Austrosimulium pestilens
FAMILY
Simuliidae
TAXONOMY
Austrosimulium pestilens Mackerras and Mackerras, 1948, Queensland, Australia.
OTHER COMMON NAMES
None known.
PHYSICAL CHARACTERISTICS
Adults are small, black, and humped-back, about 0.04 in (1 mm) in length. Eyes are holoptic (in contact with each other) in males and dichoptic (separated) in females. The larvae are 0.008–0.2 in (0.2–4.5 mm) in length, pale with irregular mottling. They have a pair of large cephalic fans on the head, a proleg (false leg) in the thorax, and another one at the tip of the abdomen, armed with a circlet of spines that anchors the larvae to submerged substrates.
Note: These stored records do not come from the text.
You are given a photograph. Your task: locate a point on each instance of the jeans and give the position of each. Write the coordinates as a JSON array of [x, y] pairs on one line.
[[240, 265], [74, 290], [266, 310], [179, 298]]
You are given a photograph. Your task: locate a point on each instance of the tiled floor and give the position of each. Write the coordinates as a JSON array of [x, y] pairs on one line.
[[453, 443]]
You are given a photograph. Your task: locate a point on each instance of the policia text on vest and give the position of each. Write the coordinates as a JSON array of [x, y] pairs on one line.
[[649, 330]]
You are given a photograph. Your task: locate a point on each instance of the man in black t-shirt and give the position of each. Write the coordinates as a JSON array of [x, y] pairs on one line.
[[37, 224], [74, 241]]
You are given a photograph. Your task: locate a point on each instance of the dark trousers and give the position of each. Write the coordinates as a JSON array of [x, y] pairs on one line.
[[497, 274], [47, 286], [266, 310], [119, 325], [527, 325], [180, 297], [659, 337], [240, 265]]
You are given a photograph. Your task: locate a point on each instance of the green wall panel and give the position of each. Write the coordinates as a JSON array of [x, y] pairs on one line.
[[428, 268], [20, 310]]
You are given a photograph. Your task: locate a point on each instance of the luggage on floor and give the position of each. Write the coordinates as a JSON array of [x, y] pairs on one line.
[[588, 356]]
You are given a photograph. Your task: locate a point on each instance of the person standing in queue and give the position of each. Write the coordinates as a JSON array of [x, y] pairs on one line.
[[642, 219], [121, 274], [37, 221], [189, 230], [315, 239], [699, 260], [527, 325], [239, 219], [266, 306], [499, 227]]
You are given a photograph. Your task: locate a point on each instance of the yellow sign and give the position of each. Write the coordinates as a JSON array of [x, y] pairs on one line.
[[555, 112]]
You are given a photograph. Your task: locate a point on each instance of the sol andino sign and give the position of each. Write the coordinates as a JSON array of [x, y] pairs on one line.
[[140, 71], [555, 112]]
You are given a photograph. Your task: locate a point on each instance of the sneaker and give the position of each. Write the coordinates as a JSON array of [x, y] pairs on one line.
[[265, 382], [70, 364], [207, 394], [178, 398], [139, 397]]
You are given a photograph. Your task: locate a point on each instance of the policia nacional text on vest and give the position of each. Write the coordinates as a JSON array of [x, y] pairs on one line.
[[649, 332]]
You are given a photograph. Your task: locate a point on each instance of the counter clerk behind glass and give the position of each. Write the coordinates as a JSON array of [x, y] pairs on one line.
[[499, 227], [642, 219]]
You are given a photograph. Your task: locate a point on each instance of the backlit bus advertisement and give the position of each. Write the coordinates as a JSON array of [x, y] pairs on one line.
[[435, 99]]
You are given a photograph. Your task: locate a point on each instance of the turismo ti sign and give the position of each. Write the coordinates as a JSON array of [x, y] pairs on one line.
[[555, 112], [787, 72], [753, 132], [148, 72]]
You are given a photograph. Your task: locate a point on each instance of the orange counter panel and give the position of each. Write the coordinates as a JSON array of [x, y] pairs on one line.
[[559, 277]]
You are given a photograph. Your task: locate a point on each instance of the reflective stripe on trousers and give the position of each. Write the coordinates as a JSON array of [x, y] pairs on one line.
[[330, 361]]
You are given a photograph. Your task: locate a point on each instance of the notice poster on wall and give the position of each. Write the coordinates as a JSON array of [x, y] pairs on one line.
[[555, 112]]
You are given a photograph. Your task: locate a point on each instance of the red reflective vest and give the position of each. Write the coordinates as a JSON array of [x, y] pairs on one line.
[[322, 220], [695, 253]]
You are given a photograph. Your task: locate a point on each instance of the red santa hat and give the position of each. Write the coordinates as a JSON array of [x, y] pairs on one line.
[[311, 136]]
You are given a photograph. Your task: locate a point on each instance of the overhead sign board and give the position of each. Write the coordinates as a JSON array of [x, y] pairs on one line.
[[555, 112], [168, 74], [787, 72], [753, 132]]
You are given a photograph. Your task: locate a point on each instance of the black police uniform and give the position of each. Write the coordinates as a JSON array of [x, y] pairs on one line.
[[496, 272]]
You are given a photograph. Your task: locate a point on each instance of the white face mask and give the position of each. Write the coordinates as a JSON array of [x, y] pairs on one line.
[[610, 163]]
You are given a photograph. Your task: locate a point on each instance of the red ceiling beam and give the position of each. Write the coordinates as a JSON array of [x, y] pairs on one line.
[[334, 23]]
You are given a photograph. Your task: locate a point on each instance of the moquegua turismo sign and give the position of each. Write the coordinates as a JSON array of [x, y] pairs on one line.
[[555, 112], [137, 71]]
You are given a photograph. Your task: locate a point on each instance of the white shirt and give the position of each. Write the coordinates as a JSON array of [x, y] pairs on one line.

Pupae have a pair of breathing organs called spiracular gills that look like a collection of threads attached to the back of the head, which enable them to breathe while permanently submerged.
DISTRIBUTION
Queensland and northern New South Wales in Australia.
HABITAT
Larvae require oxygenated, running waters, and they live in both stony and weedy streams. Adults appear along the larval river or streams courses and the surrounding countryside.
BEHAVIOR
After mating, females look for a blood meal in open spaces, seldom entering buildings. Following the blood meal, females rest in trees and shrubs prior to oviposition.
FEEDING ECOLOGY AND DIET
Larvae filter drifting food with their fan-like mouthparts. Adult females require a blood meal before the first batch of eggs is laid. They are pool feeders, imbibing blood from a droplet created from cutting the skin.
REPRODUCTIVE BIOLOGY
Eggs are laid into fresh running water and sink to the bottom, where they can remain quiescent for at least five years on a damp stream bed, until they hatch with the next flood. Larvae construct well-formed silken cocoons when ready to pupate; the pupal stage lasts about two days. Adults usually emerge during daylight hours and float to the surface in a bubble of air. Males tend to emerge before females and form highly visible mating swarms associated with trees close to the water. Females enter these swarms, are captured, and mate, after which they seek a blood meal. Egglaying swarms are diffuse and occur throughout the daylight hours. Females fly low over the stream and dip their abdomens into the water surface. Adult flies may live up to three weeks.
CONSERVATION STATUS
Not threatened.
SIGNIFICANCE TO HUMANS
Considered a nuisance pest in Australia; females bite cattle, dingoes, goats, horses, humans, and marsupials such as kangaroos and wallabies.